Not available in 2020/21
ST115      Half Unit
Managing and Visualising Data

This information is for the 2020/21 session.

Teacher responsible

Prof Milan Vojnovic

Availability

This course is available on the BSc in Actuarial Science. This course is available with permission as an outside option to students on other programmes where regulations permit and to General Course students.

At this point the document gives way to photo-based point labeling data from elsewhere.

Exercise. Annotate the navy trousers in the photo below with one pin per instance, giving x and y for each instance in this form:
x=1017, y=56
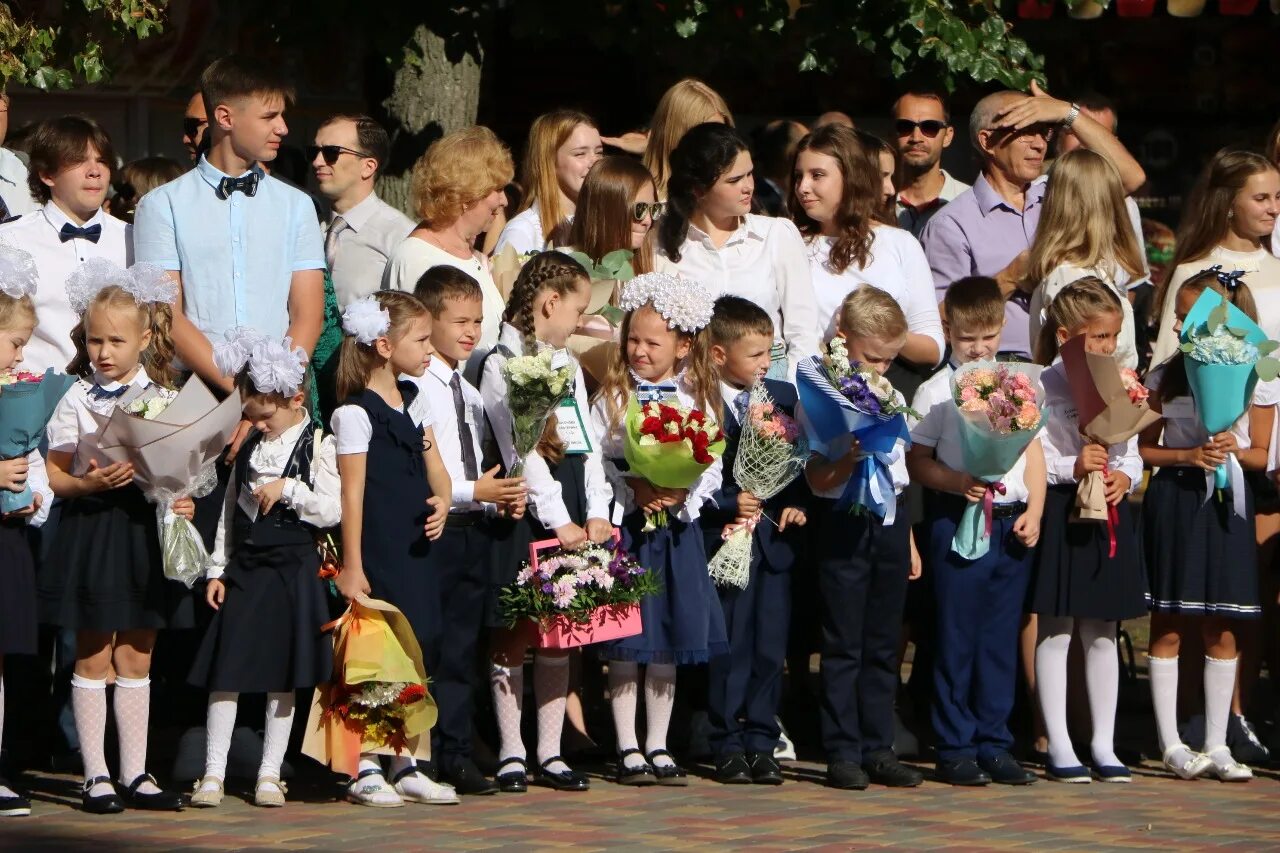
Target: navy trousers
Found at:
x=979, y=605
x=863, y=570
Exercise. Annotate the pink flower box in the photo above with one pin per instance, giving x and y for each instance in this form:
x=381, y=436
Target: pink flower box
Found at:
x=613, y=621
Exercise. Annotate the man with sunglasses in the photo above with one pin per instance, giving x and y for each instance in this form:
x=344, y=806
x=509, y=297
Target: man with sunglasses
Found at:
x=362, y=229
x=988, y=229
x=922, y=129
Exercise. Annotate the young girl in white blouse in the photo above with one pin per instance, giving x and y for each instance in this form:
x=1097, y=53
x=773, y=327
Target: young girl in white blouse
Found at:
x=568, y=500
x=1200, y=548
x=1075, y=585
x=711, y=235
x=662, y=357
x=263, y=576
x=105, y=580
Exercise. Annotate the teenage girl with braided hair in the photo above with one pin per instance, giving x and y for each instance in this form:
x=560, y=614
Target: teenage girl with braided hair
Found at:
x=568, y=500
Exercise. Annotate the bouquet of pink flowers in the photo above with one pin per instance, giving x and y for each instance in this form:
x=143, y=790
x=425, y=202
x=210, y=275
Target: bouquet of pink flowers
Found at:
x=1000, y=414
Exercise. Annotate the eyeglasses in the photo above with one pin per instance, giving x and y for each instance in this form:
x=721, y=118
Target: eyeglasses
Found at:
x=928, y=127
x=643, y=208
x=330, y=153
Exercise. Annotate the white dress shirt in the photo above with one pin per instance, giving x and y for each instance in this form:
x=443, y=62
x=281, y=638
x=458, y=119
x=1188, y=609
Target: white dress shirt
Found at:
x=434, y=388
x=362, y=246
x=1061, y=436
x=319, y=503
x=545, y=500
x=73, y=430
x=39, y=233
x=764, y=260
x=611, y=445
x=940, y=428
x=896, y=265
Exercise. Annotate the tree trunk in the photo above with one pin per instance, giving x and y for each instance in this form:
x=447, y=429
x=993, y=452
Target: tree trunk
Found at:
x=435, y=91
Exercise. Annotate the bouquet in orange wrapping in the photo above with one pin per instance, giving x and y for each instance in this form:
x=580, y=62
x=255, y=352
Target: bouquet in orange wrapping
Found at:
x=378, y=699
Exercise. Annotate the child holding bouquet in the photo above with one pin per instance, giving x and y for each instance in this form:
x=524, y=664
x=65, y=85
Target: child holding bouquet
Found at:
x=1201, y=552
x=18, y=575
x=1078, y=584
x=978, y=597
x=393, y=487
x=662, y=360
x=568, y=500
x=864, y=561
x=745, y=685
x=263, y=575
x=105, y=580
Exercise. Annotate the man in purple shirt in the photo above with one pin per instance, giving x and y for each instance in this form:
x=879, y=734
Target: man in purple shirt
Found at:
x=988, y=229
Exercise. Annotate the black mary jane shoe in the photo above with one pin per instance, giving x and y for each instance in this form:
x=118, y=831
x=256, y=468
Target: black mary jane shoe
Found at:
x=163, y=801
x=673, y=775
x=104, y=803
x=513, y=781
x=566, y=779
x=639, y=776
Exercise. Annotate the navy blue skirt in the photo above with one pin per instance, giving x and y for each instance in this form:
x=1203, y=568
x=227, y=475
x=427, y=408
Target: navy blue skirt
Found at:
x=684, y=621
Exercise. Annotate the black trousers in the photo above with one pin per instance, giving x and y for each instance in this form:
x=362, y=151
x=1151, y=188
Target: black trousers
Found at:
x=863, y=569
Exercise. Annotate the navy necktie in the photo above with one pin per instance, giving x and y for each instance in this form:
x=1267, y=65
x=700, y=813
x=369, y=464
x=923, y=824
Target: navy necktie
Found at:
x=246, y=183
x=71, y=232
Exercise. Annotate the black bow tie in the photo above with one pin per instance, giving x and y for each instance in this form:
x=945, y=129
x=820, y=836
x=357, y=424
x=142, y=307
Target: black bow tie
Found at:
x=69, y=232
x=246, y=183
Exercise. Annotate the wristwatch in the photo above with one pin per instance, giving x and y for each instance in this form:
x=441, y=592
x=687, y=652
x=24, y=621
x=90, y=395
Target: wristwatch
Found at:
x=1072, y=115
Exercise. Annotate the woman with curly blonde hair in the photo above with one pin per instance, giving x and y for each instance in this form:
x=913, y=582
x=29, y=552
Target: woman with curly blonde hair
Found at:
x=457, y=188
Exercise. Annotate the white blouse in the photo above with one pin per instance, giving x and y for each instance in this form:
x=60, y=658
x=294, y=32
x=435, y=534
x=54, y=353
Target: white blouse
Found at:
x=1061, y=436
x=319, y=503
x=896, y=265
x=544, y=492
x=611, y=447
x=764, y=260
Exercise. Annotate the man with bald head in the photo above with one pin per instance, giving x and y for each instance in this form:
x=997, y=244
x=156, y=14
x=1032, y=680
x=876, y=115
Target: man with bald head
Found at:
x=988, y=229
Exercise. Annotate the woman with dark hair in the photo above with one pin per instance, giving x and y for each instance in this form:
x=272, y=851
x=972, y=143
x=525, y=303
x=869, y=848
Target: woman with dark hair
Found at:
x=711, y=236
x=837, y=203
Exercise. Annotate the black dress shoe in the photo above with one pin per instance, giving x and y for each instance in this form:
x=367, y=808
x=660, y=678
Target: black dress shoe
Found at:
x=963, y=771
x=734, y=770
x=513, y=781
x=846, y=775
x=764, y=769
x=565, y=779
x=103, y=804
x=672, y=774
x=888, y=771
x=467, y=779
x=161, y=801
x=1005, y=770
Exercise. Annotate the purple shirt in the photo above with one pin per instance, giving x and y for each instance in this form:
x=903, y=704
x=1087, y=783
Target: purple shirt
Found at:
x=978, y=233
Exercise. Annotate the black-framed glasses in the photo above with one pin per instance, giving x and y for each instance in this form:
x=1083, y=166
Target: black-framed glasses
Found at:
x=643, y=209
x=928, y=127
x=330, y=153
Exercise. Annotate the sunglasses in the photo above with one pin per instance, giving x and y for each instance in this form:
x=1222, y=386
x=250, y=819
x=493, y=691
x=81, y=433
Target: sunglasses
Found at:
x=643, y=208
x=330, y=153
x=928, y=127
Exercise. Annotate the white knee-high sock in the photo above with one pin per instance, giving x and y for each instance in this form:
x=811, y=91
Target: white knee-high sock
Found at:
x=220, y=723
x=275, y=739
x=1219, y=685
x=659, y=698
x=508, y=698
x=551, y=688
x=624, y=688
x=1102, y=674
x=1164, y=698
x=1051, y=649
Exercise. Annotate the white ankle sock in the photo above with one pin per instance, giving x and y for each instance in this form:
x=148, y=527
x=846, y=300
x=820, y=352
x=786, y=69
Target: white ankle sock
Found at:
x=1055, y=642
x=1219, y=685
x=551, y=689
x=659, y=698
x=508, y=698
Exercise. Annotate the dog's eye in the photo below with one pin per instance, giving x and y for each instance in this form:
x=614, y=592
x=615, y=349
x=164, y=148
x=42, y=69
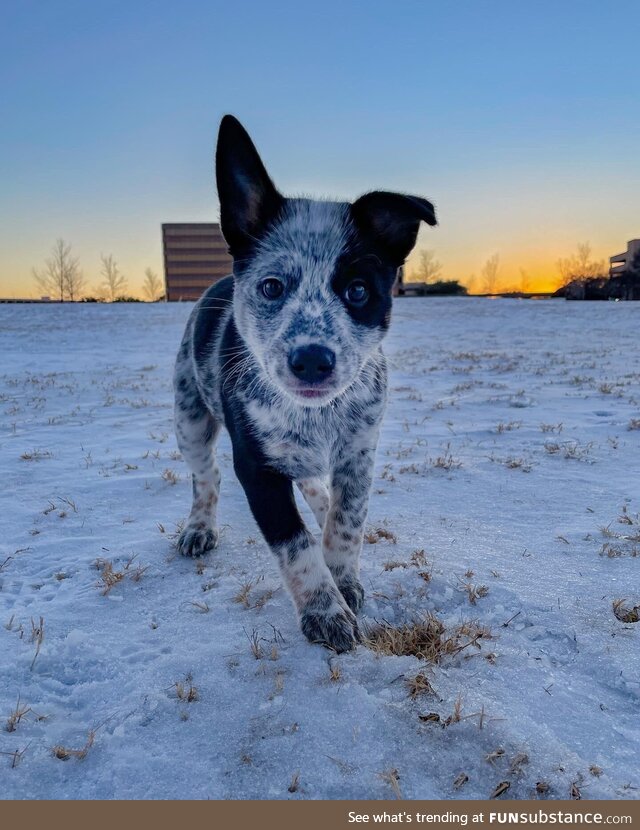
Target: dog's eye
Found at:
x=357, y=293
x=272, y=288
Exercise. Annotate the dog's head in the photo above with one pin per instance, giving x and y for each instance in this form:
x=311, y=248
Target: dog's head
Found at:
x=313, y=279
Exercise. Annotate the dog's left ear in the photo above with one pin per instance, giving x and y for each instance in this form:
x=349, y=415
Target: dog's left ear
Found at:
x=249, y=201
x=392, y=221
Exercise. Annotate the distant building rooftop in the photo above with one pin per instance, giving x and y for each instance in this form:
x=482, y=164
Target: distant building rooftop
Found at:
x=619, y=262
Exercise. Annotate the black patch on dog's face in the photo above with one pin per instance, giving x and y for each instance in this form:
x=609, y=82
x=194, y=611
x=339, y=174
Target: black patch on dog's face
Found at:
x=356, y=266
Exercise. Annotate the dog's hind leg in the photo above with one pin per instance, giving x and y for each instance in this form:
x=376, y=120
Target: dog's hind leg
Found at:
x=316, y=495
x=196, y=432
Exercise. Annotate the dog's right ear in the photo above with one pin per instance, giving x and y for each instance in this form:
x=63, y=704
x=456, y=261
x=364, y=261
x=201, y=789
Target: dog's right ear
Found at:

This course will be core (paper 3) on the new BSc in Data Science programme.

Course content

The primary focus of the course is on explaining the fundamental principles for effective manipulation and visualisation of data. This will cover the key steps of a data analytics pipeline, starting with formulation of a data science problem, going through manipulation and visualisation of data, and, finally, creating actionable insights. The topics covered include methods for data cleaning and transformation, manipulation of data using tabular data structures, relational database models, structured query languages (e.g. SQL), processing of various human-readable data formats (e.g. JSON and XML), data visualisation methods for explanatory data analysis, using various statistical plots such as histograms and boxplots, data visualisation plots for time series data, multivariate data, dimensionality reduction methods for visualisation of high-dimensional data, graph data visualisation methods, and metrics and plots for evaluation of accuracy of classification algorithms. 

The course will cover basic concepts and principles and will enable students to gain hands-on experience in using Python programming for manipulation and visualisation of data. This will include use of standard modules and libraries such as numpy, pandas, matplotlib, ggplot2, and sci-kit learn and programming environments such as Jupyter notebooks.

The course will use examples drawn from a wide range of applications, including those that arise in online services, social media, social networks, finance, and machine learning. The principles and methods learned will enable students to effectively derive insights from data and communicate results to end users.  

Teaching

20 hours of lectures and 15 hours of seminars in the LT.

Students are required to install Python on their own laptops and use their own laptops in the seminar sessions.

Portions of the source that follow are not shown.